Today’s news from Gulf Keystone Petroleum (LSE: GKP) is encouraging. The firm has struggled for some time to get the Kurdistan Regional Government to pay for the oil the firm produces. Kurdistan has contractual obligations to pay up, but the cash has been unforthcoming.
A regular payment cycle
However, Kurdistan Regional Government (KRG) reckons it has authorised a payment of US$12 million net to Gulf Keystone and will be wiring it to Gulf Keystone’s account during the next seven days. Thank goodness — positive cash flow is needed urgently.
Jón Ferrier, Gulf Keystone’s chief executive since June, welcomes the payment, saying it comes at a critical time for the firm and for the entire oil industry in the Kurdistan Region. Yet, there’s no doubt that for him, establishing a regular payment cycle with the KRG for the oil Gulf Keystone produces and exports is front and centre of the urgent issues facing the firm. He said so in a recent video presentation.
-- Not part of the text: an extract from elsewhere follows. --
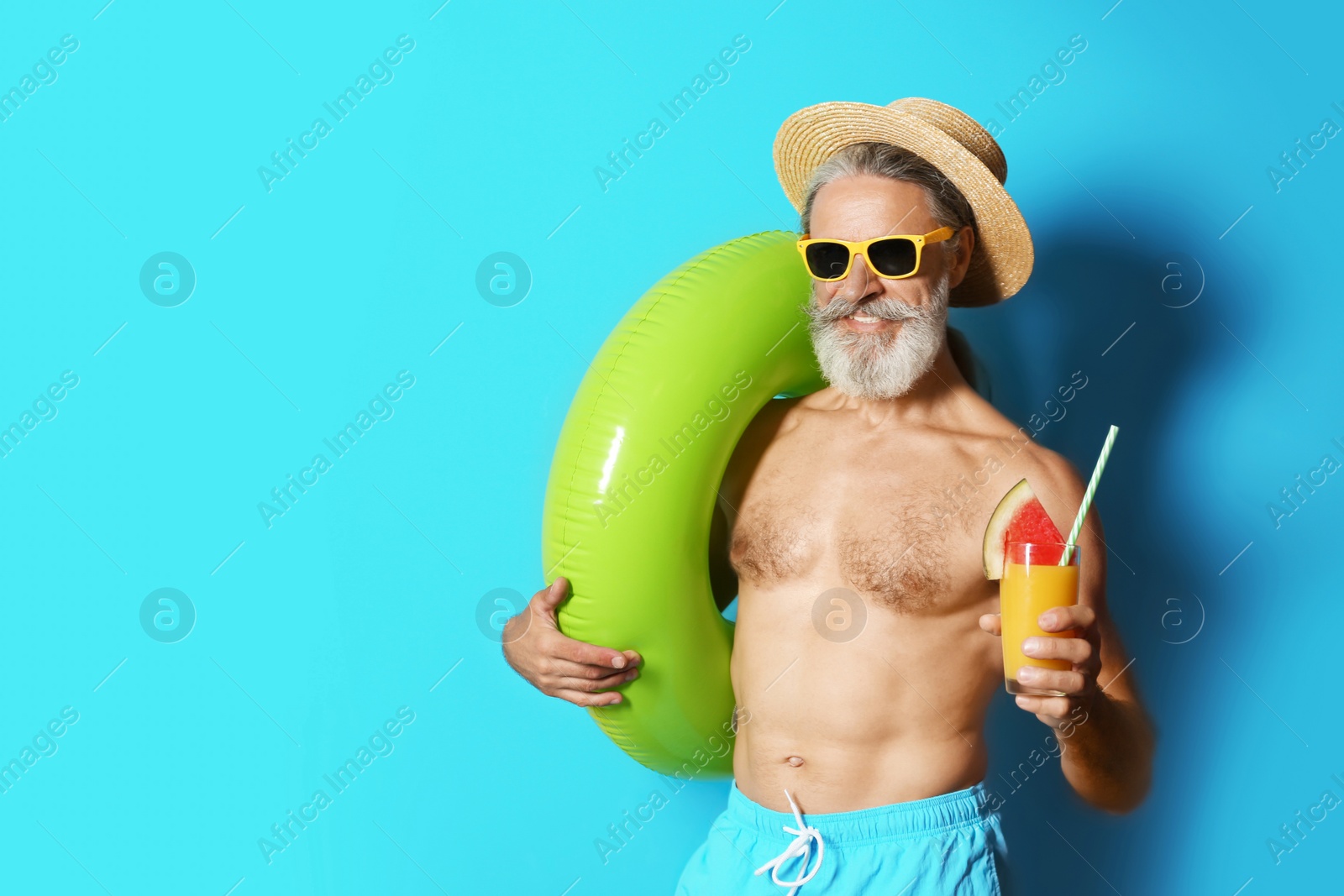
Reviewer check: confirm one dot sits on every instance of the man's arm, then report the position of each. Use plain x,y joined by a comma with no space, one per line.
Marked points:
723,578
However, today’s announcement still leaves the issue of a regular payment cycle unresolved, even though the KRG appears to be talking about it. Without a regular payment cycle, Gulf Keystone’s business in Kurdistan may be commercially unsustainable — it’s a very big issue that continues to over-shadow the large production numbers the firm is hitting.
For now, payments remain piecemeal, although welcome and essential when they come. Jón Ferrier reckons he and the other directors are putting a huge amount of effort into getting a regular payment cycle sorted out.
Will a positive announcement follow soon?
The uncertainty over regular payments keeps Gulf Keystone’s share price depressed, despite operational progress with at the producing Shaikan oil field in the Kurdistan Region of Iraq. The news release today has it that Gulf Keystone now looks forward to the establishment of regular payments for Shaikan export sales. However, looking forward to it, even expecting it, isn’t the same as saying that it’s imminent, and there’s the possibility that Kurdistan could keep stringing Gulf Keystone along for some considerable time to come.
That, of course, is the crux of the investment risk with Gulf Keystone. An announcement asserting that a proper payment cycle is running will see the shares soar, probably. More payments that are sporadic will likely leave the shares languishing.
Gulf Keystone remains a high-risk investment proposition despite the potential for large-scale phased development of the Shaikan field. The firm reckons it’s targeting 100,000 bopd of production capacity. If the directors can get the finances on track investors now will be glad they kept faith. However, the oil is in Iraq and not the North Sea, which complicates things somewhat, as we are seeing.